The World is Flattened. Again.
by David Atkins (“thereisnospoon”)
I’m going to riff on Thomas Friedman again today, not because The Moustache of Understanding is so important in and of himself, but because the key lie that underpins his philosophy is also the key lie that underpins both the conservative and what passes for center-left flavors of the Washington Consensus so dominant in Washington.
The lie has many facets, but at its core is the idea that the laws of the economy are the laws of nature, fixed and immutable. It follows from there that if the middle class is suffering, it must be because of a shift in the natural landscape, an evolution in the economic food chain with which individuals need to cope, but which cannot be solved by government intervention except at the margins.
I addressed that notion this morning, quoting Kevin Phillips at some length. But DougJ at Balloon Juice has a succinct refutation of this point as well:
Yes, it’s true that the middle-class is getting squeezed by huge global phenomena. Despite Friedman’s caveats about access, he sees most of them as essentially positive and inevitable—the world is flat, you know the drill.

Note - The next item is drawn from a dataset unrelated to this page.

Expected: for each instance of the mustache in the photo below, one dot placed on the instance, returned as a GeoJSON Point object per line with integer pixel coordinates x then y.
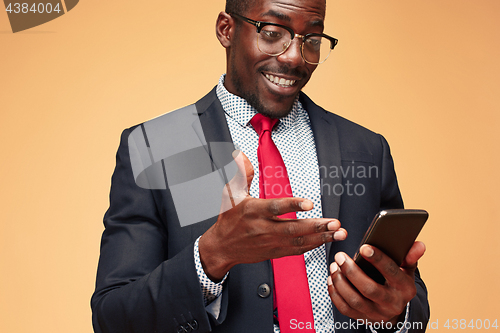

The truth is, though, that people are rioting and such in the west because of the current economic crisis, and not much of the current crisis in the west was caused by globalization, except insofar as one considers the creation of the Euro a form of globalization. The United States is in a crisis caused by the collapse of the real estate market and certain segments of the financial world, combined with an ineffectual neo-Hooverist response to these collapses. The European is in a crisis having the same origins, only with an even more Hooverist response and a poorly-conceived currency system on top of it.
This isn’t the ignorant luddite protectionists battling enlightened elites; no, political elites fucked up and people are mad as a result. These fuck ups are not the inevitable result of neoliberal economic policies. You can support free trade without being a Hooverist, without thinking that American real estate prices would never fall.
I would take issue with DougJ’s separation of neoliberal policy from elitist greed. Also, I would point out that while the financial elites are indeed not that bright, they have also done very well for themselves, all things considered. Global elites have not just “fucked up.” They’ve also engineered the economy quite nicely to enrich themselves at our expense.
But his overall point is very well taken. The entire world, to some extent or another, has embarked on the path of what would loosely be called “free trade.” But only in America has it been done almost entirely at the expense of the domestic labor force.
Increasing trade throughout the European Union is not a bad thing. But the implementation of the Euro, as well as the austerity measures that followed the financial crash, were once again examples of poor planning and short-sightedness by the financial elites.
In other words, the economic crises that are causing shocks the world over were not inevitable natural phenomena of an immutable economic order. Neoliberalism itself bears much of the blame, but even the flaws of neoliberalism don’t account for the full story.
A lot of it is just rampant greed, poor planning and failure to learn from history.